Escalan las protestas de alumnos en algunas escuelas normales rurales (Tenería, Estado de México; Teteles, Puebla; Tiripetío, Michoacán).
En el nombre de la pobreza ancestral de ellos, de sus padres y de sus abuelos, el gobierno federal ha legalizado el delito. Secuestrar, robar, apedrear, tirar cócteles Molotov, saquear, pintarrajear y dañar monumentos y edificios públicos, es acción comprensible.
–Es que son pobres.
Mientras desborda el caos, los ciudadanos pasivos, quienes no intervienen directamente en política, miran el desorden y les piden a los responsables del orden hacer algo, más allá de fomentar la violencia con paternal tolerancia.
–¿Qué sucede en el fondo de todo esto?
Lo que vemos es el choque de dos formas de interpretar la responsabilidad pública.
Los normalistas rurales atropellaron derechos de terceros –y cuartos–, dejaron sin medio de transporte a cientos y cientos de personas durante más de una semana y cometieron delitos; los derechos humanos a la seguridad y la movilidad fueron violados.
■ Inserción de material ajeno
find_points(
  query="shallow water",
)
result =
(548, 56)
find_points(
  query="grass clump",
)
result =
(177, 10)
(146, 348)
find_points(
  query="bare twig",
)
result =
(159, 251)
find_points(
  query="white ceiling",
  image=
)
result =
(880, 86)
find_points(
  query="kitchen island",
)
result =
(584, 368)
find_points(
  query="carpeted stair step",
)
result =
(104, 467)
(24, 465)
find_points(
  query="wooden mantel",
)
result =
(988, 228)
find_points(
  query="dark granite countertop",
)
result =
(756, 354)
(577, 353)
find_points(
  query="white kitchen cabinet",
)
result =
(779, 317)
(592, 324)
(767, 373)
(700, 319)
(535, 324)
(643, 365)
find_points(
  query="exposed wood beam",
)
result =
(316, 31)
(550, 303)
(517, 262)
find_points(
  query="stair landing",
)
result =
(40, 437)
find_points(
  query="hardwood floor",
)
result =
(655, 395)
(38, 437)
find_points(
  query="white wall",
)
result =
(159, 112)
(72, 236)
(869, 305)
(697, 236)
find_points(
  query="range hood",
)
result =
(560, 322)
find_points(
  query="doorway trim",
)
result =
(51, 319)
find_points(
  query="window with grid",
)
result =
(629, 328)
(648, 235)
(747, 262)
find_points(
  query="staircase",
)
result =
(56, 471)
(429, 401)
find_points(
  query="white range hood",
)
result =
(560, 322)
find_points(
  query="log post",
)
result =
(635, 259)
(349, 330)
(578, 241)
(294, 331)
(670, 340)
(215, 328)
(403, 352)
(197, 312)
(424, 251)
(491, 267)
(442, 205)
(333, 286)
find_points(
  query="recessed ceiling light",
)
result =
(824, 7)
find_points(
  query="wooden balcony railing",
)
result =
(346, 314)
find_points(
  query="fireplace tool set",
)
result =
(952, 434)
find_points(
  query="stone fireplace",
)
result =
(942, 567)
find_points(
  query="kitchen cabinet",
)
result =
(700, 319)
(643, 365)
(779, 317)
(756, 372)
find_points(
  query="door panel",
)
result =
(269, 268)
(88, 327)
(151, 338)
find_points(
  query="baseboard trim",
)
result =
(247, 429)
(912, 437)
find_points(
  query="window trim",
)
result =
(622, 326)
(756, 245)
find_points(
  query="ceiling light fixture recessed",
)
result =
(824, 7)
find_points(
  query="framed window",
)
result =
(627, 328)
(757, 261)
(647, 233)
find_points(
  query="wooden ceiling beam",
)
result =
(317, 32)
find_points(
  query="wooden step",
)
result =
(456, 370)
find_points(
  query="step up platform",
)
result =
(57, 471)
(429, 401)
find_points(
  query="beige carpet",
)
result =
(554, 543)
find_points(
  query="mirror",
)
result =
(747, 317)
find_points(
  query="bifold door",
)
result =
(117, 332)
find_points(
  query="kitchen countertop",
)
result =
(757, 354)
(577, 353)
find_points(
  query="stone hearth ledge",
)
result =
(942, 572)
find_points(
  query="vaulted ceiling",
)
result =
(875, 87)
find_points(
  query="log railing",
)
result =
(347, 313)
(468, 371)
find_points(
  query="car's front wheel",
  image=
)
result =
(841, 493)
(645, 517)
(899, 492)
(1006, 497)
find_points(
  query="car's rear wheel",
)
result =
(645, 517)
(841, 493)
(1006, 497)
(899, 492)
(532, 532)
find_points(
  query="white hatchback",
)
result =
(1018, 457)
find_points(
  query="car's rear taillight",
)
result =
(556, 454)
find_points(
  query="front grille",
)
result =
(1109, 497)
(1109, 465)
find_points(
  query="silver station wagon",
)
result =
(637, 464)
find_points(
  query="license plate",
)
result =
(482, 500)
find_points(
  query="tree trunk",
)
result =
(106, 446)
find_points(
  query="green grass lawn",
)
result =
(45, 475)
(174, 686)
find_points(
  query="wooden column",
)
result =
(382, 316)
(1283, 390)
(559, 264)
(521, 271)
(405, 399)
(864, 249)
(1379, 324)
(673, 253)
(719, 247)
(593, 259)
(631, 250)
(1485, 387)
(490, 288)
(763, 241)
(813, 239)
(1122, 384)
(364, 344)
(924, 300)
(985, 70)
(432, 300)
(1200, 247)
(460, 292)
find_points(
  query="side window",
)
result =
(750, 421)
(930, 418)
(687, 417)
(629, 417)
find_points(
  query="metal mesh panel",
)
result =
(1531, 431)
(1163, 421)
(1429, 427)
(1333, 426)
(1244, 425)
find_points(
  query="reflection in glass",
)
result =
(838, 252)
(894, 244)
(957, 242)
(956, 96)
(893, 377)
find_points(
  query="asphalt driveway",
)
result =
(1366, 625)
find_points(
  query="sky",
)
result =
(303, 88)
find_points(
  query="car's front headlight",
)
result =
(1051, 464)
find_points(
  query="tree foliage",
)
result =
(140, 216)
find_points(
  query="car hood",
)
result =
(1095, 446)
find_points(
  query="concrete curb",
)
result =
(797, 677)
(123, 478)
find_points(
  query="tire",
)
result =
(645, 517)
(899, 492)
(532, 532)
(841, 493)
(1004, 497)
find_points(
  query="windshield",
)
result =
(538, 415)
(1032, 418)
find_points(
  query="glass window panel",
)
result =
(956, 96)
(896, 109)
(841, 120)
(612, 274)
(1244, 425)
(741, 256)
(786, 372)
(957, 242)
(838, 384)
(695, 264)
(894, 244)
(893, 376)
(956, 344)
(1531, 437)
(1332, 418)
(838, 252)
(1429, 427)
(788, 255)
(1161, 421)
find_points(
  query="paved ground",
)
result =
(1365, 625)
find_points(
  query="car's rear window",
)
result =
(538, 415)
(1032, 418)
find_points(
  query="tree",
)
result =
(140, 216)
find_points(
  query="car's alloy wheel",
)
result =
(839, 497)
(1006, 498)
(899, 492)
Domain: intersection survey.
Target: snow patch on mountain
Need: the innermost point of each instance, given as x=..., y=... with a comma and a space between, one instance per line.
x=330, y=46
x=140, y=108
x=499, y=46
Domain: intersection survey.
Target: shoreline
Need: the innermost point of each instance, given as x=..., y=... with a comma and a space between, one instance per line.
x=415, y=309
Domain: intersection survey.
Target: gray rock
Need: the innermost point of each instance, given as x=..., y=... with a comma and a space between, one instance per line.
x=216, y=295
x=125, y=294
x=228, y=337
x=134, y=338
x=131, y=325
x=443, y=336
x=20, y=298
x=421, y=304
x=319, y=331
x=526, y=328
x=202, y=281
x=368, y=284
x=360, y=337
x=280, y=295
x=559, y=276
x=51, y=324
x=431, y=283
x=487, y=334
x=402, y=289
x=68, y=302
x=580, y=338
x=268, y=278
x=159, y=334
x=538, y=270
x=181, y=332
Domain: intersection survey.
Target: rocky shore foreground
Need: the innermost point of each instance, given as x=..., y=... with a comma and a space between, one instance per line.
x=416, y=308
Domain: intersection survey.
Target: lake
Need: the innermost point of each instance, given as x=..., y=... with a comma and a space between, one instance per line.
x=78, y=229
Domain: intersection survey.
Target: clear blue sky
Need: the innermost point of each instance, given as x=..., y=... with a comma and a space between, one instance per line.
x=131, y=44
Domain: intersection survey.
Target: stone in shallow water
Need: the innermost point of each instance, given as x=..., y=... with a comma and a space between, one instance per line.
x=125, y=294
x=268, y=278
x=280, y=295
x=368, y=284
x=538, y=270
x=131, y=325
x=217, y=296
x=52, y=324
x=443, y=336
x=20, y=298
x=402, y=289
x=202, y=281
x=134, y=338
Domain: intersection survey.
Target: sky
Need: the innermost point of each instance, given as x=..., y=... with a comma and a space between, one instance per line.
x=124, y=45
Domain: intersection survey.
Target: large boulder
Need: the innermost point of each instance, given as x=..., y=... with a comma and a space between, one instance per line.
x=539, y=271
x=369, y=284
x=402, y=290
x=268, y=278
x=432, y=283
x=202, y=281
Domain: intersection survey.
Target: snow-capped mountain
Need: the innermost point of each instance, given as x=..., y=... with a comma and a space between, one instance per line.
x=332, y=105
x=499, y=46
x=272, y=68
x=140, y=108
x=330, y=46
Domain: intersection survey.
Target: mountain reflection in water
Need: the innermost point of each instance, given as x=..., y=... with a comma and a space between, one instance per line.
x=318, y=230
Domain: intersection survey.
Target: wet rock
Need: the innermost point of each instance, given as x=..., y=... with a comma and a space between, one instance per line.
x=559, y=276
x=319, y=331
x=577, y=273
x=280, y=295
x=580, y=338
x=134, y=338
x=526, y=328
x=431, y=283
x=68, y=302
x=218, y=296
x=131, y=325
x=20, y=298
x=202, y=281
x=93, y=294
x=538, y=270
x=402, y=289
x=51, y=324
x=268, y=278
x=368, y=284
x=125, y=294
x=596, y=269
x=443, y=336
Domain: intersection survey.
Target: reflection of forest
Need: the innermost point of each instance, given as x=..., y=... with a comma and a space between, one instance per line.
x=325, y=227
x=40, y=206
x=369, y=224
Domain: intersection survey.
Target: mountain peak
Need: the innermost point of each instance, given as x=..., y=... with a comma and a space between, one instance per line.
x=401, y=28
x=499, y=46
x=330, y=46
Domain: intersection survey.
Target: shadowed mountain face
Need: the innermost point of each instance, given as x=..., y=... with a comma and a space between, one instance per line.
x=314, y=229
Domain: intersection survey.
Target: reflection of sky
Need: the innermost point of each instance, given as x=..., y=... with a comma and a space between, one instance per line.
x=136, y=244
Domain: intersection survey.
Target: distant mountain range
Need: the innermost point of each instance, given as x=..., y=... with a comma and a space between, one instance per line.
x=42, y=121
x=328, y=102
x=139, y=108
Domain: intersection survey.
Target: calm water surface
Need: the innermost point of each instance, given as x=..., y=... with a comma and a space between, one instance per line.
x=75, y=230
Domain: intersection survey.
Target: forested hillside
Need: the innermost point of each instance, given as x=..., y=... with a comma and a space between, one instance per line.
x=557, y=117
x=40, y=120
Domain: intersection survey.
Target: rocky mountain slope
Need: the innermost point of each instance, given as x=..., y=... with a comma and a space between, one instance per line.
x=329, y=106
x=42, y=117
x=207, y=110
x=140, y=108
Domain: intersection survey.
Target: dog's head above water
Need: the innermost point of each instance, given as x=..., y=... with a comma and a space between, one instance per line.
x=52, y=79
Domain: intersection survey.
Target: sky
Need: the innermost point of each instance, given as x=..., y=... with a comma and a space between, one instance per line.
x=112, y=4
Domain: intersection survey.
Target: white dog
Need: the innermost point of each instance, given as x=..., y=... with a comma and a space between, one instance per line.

Todos lo vieron y nadie los castigó.
No vamos a reprimir, argumenta el gobierno.
Está bien, no repriman, pero al menos ordenen, contengan y, en los casos necesarios, castiguen con las armas de la legalidad.
Pero el gobierno no cree en la legalidad; proclama creer en la justicia.
Y si un país dividido entre muchos pobres muy pobres y pocos ricos muy ricos no es un país justo; un país donde se justifica el arrebato de quienes delinquen en nombre de su pobreza no es un país civilizado.